Contra Alfonso en San Sebastián. Lo dijo el viejo conde de Romanones, los Borbones siempre vuelven. Lo cierto es que en 1876 volvieron. Y fue precisamente un nieto de Isabel II, Alfonso XIII, el que creyó que en el siglo XX también todo les estaría permitido, en política y fuera de ella. El resultado de su presunción, de sus errores, de su vanidad y de su miopía política fue la II República y, después, una guerra civil que aún recordamos. En 1930, cuando los republicanos firmaron su Pacto de San Sebastián contra el rey, la mayor parte de la derecha, sin ser republicana, no estaba dispuesta a luchar por un rey cuya palabra valía poco y al que interesaban más la caza y los amoríos que ciertos problemas de todos. De manera que el hijo póstumo de Alfonso XII murió en el exilio sin que hubiese ningún lamento popular. Y no, no murió en Roma (en 1941) por ser un demócrata antifranquista, dos cosas que ni él ni su hijo que nunca reinó fueron. Estaban en el exilio porque ni los españoles pedían su vuelta ni la dictadura quería más problemas en un país en el que grandes partes de los dos bandos coincidían sólo en rechazar esa monarquía. El único tesoro político que heredó el infante Juan de Borbón fue el profundo sentimiento monárquico de Francisco Franco.

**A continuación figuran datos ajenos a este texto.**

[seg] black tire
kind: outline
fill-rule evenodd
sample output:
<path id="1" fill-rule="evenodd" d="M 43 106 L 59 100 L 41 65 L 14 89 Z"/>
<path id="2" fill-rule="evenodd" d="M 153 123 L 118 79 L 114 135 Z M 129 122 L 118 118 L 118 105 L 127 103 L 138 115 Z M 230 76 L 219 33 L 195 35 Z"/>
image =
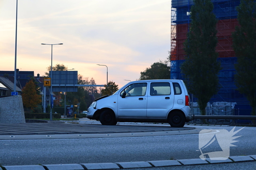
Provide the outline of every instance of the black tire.
<path id="1" fill-rule="evenodd" d="M 171 113 L 168 117 L 168 122 L 173 127 L 182 127 L 185 124 L 186 118 L 184 114 L 178 111 Z"/>
<path id="2" fill-rule="evenodd" d="M 116 116 L 113 111 L 104 110 L 99 116 L 99 121 L 104 125 L 115 125 L 117 122 L 116 120 Z"/>

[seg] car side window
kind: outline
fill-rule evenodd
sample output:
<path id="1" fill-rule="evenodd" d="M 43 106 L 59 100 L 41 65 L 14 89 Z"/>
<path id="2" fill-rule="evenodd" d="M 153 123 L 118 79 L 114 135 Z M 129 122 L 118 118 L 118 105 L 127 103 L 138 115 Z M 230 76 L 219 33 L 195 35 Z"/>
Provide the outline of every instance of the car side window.
<path id="1" fill-rule="evenodd" d="M 130 84 L 120 93 L 121 96 L 125 92 L 125 96 L 144 96 L 146 94 L 147 83 L 143 83 Z"/>
<path id="2" fill-rule="evenodd" d="M 173 83 L 173 85 L 174 95 L 181 94 L 182 93 L 181 88 L 180 88 L 180 86 L 179 83 Z"/>
<path id="3" fill-rule="evenodd" d="M 169 83 L 151 83 L 150 95 L 170 95 L 171 87 Z"/>

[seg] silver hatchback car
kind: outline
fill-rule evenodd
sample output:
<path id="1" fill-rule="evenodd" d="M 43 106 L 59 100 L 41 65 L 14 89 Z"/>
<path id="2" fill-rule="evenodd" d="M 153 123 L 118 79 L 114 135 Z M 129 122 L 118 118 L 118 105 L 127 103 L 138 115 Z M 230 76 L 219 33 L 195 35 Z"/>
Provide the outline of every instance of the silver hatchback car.
<path id="1" fill-rule="evenodd" d="M 131 82 L 95 100 L 86 117 L 104 125 L 117 122 L 166 123 L 182 127 L 191 119 L 188 91 L 181 80 Z"/>

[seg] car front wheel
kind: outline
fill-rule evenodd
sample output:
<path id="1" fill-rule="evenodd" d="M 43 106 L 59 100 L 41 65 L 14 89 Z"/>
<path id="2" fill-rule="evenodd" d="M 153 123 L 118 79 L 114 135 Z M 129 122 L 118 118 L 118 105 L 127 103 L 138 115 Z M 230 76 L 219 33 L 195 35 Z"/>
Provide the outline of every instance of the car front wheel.
<path id="1" fill-rule="evenodd" d="M 117 123 L 114 114 L 109 110 L 102 112 L 99 116 L 99 121 L 104 125 L 115 125 Z"/>
<path id="2" fill-rule="evenodd" d="M 175 111 L 170 113 L 168 117 L 168 122 L 171 126 L 174 127 L 182 127 L 185 124 L 184 115 L 179 112 Z"/>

Y ahora, Iñaki en Palma. Instaurada la monarquía por Franco, democratizado el Estado por Juan Carlos I, los Borbones reinaban sin ningún problema demasiado público del tipo de los ya padecidos. Y ahora esto, y encima en un país harto de sus políticos, empobrecido y frente a una realeza sin el halo de distancia y misterio de la tradicional. No es un episodio más de la ya caduca y acabada batalla en torno a la monarquía liberal. Es difícil negar la habilidad política a corto plazo de estos descendientes de Luis XIV; es imposible no ver en la historia reciente, en muchos de ellos, una explosiva carga de codicia, egoísmo, desprecio por muchos en especial por los más leales, confusión de lo familiar y lo nacional y nula visión política a largo plazo. Es curioso lo bien que se ha integrado Iñaki Urdangarín en la familia de su esposa, aunque sin la discreción que quizá sólo los siglos dan. Junto a esa mala suerte, don Juan Carlos puede estar contento de la torpeza e impresentabilidad (por sectarismo izquierdista) de nuestros republicanos. Como lo de Palma de Mallorca consiga hacer hostiles o aún más indiferentes al centro y la derecha, esas cuentas en el extranjero podrían ser de verdad útiles.
Tampoco sería la primera, ni la segunda, ni la tercera vez.
Pascual Tamburri Bariain
El Semanal Digital, 29 de febrero de 2012, sección «Ruta Norte».